Mesmo a mais desastrada atuação seria preferível à tortura nas brasas das evasivas. O raciocínio elementar, de curso primário do jogo político, não instigou o presidente Luiz Inácio Lula da Silva a quebrar a rotina da omissão, do alheamento das maçantes obrigações inerentes ao exercício do mandato, e assumir liderança no instante crítico da crise a invadir o seu gabinete e decidir. Com a exata noção do tempo: quanto mais cedo, melhor, pois a procrastinação só azeda a massa do bolo. Lula atuou nos bastidores, na moita. Sumiu da cena para as viagens da sua recreação e foi pródigo nos improvisos pontuados de tolices. Cometeu erros calamitosos ao atropelar a ética e agredir a verdade. Em inúmeros e conhecidos esbarros nas suas categóricas afirmações, como a de não intervir nas CPIs para, de imediato, jogar toda a máquina oficial para dissolver a CPI do mensalão, a única com maioria oposicionista.
Para enfrentar a prova do Detran para a renovação da minha carteira de motorista amador, de veneranda serventia desde l949, andei lendo o folheto que relembra as normas básicas de segurança aos condutores de veículos.
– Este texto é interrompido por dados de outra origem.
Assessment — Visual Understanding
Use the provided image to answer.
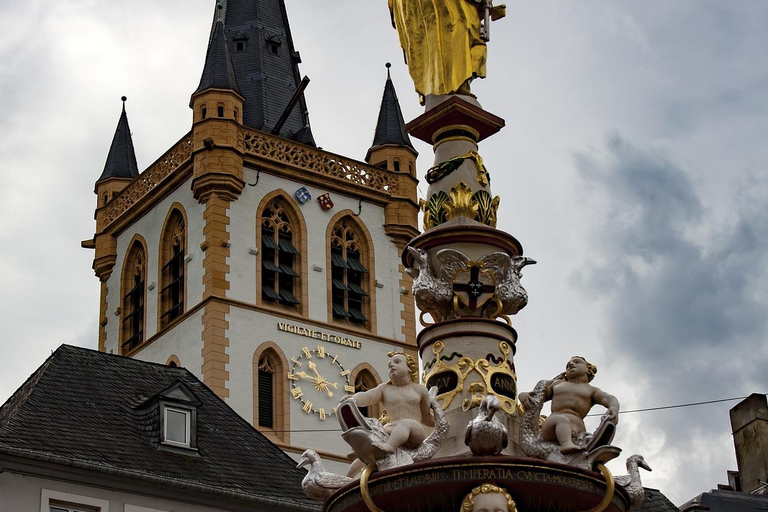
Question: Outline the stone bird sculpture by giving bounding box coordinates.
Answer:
[406,247,453,320]
[613,455,652,510]
[464,395,509,456]
[480,252,536,315]
[296,450,352,501]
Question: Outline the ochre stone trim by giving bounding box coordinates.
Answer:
[157,202,189,331]
[325,209,377,334]
[238,129,398,194]
[165,354,182,368]
[99,278,111,352]
[117,233,149,355]
[201,301,229,399]
[96,132,192,231]
[255,188,309,316]
[201,195,230,298]
[397,247,416,347]
[253,341,291,444]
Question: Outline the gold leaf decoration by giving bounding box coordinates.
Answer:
[445,181,477,220]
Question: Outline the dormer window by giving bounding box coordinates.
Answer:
[163,405,192,448]
[154,382,200,452]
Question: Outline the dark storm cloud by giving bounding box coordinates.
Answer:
[574,136,768,408]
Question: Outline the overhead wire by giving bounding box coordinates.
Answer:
[266,396,747,433]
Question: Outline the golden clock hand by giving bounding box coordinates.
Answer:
[309,361,323,379]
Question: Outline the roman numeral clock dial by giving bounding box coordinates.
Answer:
[288,345,355,420]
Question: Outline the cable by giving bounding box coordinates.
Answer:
[272,396,760,432]
[587,396,747,417]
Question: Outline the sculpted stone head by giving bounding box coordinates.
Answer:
[387,352,419,383]
[461,484,517,512]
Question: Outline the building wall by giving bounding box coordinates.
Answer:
[105,179,204,356]
[0,471,288,512]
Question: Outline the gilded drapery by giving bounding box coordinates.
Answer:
[388,0,487,96]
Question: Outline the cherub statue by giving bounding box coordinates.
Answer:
[460,484,517,512]
[337,352,448,476]
[519,356,619,455]
[352,352,435,453]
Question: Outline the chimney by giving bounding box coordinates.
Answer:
[730,393,768,492]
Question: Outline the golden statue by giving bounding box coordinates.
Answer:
[388,0,506,96]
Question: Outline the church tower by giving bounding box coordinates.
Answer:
[83,0,418,472]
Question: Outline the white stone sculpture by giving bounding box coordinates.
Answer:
[613,455,652,510]
[464,395,509,456]
[296,450,352,501]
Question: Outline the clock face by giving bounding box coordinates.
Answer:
[288,345,355,420]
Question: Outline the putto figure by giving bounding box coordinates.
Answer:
[460,484,517,512]
[388,0,505,96]
[520,356,619,454]
[352,353,435,453]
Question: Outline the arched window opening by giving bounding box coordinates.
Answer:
[355,370,378,418]
[261,199,300,308]
[160,210,187,329]
[331,219,369,325]
[120,241,147,353]
[258,352,277,429]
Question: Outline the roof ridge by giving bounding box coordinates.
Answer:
[0,347,56,432]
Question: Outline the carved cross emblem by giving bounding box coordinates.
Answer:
[453,261,496,311]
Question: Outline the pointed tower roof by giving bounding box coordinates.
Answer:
[368,62,415,157]
[194,19,240,94]
[196,0,315,146]
[96,96,139,183]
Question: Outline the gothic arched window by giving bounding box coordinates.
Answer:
[259,197,300,308]
[331,217,369,325]
[355,370,379,418]
[253,341,290,443]
[158,209,187,329]
[120,240,147,353]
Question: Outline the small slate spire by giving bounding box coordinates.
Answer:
[368,62,413,153]
[194,18,240,94]
[96,96,139,183]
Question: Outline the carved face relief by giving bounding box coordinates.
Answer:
[472,492,507,512]
[388,354,411,383]
[565,357,587,380]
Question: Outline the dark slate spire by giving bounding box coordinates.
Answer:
[195,15,240,94]
[96,96,139,183]
[368,62,413,153]
[198,0,315,146]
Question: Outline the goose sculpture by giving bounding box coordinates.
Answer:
[464,395,509,456]
[613,455,652,510]
[296,450,352,501]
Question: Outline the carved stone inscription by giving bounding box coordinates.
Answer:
[329,468,618,512]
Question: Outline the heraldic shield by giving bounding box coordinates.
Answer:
[453,261,496,311]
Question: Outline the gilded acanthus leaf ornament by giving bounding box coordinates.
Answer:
[419,181,499,231]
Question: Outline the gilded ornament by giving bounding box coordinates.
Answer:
[444,181,477,220]
[388,0,505,97]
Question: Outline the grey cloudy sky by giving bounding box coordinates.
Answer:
[0,0,768,504]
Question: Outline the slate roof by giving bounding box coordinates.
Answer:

E, às folhas tantas, na resposta certa sobre a conduta do condutor para evitar situações de perigo, o seco resumo em três verbos fortes: "ver, pensar, agir". Ao motorista responsável e com a devida habilitação, exige-se que decida na seqüência de "ver, pensar, agir". Ou, páginas adiante, para a prevenção de acidentes: "reconhecer o perigo, preparar a defesa: e agir a tempo." Acho que Lula não passaria na prova do Detran.